Most adults between the ages of 18 and 59 would be required to work or participate in a training program at least 20 hours per week, under the proposal in the legislation. Current law caps work requirements at age of 50.

It also expands requirements on parents. Currently people who care for a child under age 18 are exempt from the work requirements. The legislation would lower that threshold so only those with a child under age 6 are exempt.

If recipients do not meet the 20 hour per week requirement, they would lose access to the program for a year.

The bill also limits the household income that would qualify for SNAP benefits and changes how applicant’s assets are calculated for their eligibility.

Anore Horton, acting executive director of Hunger Free Vermont, said she is worried the proposal would exacerbate hunger issues.hunger free vermont

“It’s going to make more people hungry, it’s going to make more people desperate, it’s going to make people’s attempts to stabilize their situation … even harder,” she said.

Horton said that many Vermont households that rely on SNAP may have limited opportunities to work because of education levels, or could be restricted from working by medical conditions or because they can’t afford childcare.

The requirement to work 20 hours a week could be particularly challenging for Vermonters, where many jobs are seasonal, she said.

“To simply require them to either work or have their nutrition benefit taken away from them for a year is not going to do anything but have more people go hungry,” she said.

It can be a challenge for people to find stable jobs, she said.
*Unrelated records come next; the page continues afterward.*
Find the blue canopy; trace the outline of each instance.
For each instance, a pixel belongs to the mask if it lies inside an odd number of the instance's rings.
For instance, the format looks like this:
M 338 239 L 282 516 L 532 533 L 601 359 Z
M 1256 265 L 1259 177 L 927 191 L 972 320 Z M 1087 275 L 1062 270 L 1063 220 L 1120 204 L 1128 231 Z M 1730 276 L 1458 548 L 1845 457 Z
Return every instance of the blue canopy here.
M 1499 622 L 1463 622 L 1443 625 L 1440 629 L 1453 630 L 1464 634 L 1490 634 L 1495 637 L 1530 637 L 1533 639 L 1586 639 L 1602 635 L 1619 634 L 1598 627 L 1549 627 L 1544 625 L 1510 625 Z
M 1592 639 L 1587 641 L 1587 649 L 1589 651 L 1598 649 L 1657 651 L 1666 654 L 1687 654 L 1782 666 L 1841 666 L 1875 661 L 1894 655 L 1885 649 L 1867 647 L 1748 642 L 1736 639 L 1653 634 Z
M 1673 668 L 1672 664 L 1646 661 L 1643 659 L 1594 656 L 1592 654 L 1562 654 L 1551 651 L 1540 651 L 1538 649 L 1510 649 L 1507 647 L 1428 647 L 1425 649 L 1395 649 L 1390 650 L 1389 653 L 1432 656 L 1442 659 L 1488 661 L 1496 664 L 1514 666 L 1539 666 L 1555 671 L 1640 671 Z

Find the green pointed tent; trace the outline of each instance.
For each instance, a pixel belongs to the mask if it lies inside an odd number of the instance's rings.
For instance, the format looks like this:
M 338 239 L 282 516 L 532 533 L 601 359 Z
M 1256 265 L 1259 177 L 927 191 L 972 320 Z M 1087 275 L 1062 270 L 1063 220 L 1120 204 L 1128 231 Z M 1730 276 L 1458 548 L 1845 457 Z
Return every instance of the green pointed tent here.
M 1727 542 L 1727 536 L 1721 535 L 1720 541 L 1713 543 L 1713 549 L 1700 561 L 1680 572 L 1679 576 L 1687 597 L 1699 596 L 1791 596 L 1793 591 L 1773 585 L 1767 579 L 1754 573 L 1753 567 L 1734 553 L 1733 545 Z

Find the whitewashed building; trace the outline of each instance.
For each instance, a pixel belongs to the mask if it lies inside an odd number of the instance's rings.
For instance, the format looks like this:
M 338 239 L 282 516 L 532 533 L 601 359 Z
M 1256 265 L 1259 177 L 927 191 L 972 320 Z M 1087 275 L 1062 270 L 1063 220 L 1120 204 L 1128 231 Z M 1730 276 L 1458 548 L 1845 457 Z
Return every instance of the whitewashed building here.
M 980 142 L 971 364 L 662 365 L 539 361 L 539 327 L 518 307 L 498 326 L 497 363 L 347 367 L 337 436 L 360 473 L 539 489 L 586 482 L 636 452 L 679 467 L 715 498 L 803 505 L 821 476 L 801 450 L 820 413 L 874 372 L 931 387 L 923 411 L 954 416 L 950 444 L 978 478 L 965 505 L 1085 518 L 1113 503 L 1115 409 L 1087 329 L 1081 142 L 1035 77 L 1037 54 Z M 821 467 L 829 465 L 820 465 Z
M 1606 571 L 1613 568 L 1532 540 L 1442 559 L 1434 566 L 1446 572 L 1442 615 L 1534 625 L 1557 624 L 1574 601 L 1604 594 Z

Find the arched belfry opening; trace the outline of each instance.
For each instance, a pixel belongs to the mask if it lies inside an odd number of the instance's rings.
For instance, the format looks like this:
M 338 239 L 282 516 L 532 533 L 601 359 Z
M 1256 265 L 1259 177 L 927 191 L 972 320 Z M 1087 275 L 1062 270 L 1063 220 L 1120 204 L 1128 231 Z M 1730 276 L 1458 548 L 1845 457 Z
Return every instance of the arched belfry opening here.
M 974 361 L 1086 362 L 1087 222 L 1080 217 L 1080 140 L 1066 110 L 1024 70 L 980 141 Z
Meanwhile, she doubts that the money for expanding states’ work training programs will provide enough slots.

In a statement last week, Rep. Peter Welch, D-Vt., said the bill would “inflict immediate harm” on many households.

“It is simply beyond comprehension that Congress would slash nutrition programs on the heels of passing a tax cut for the wealthiest Americans,” Welch said. “I will do all I can to stop these provisions from becoming law.”

Sean Brown, the Vermont Department for Children and Families deputy commissioner who oversees the economic services division, said that he had not yet had gone through the details of the House bill to see how it would affect the state’s program. The department manages SNAP in Vermont, 3 Squares VT, as well as many other federal public assistance programs.

In an interview last week, Brown said it was not yet clear how eligibility requirements would shift as a result of Trump’s executive order.

The impact in Vermont would depend on the details of the changes, he said. Some programs already have “fairly substantial” work requirements, he said.

“Some changes could be positive, and some changes could not,” he said.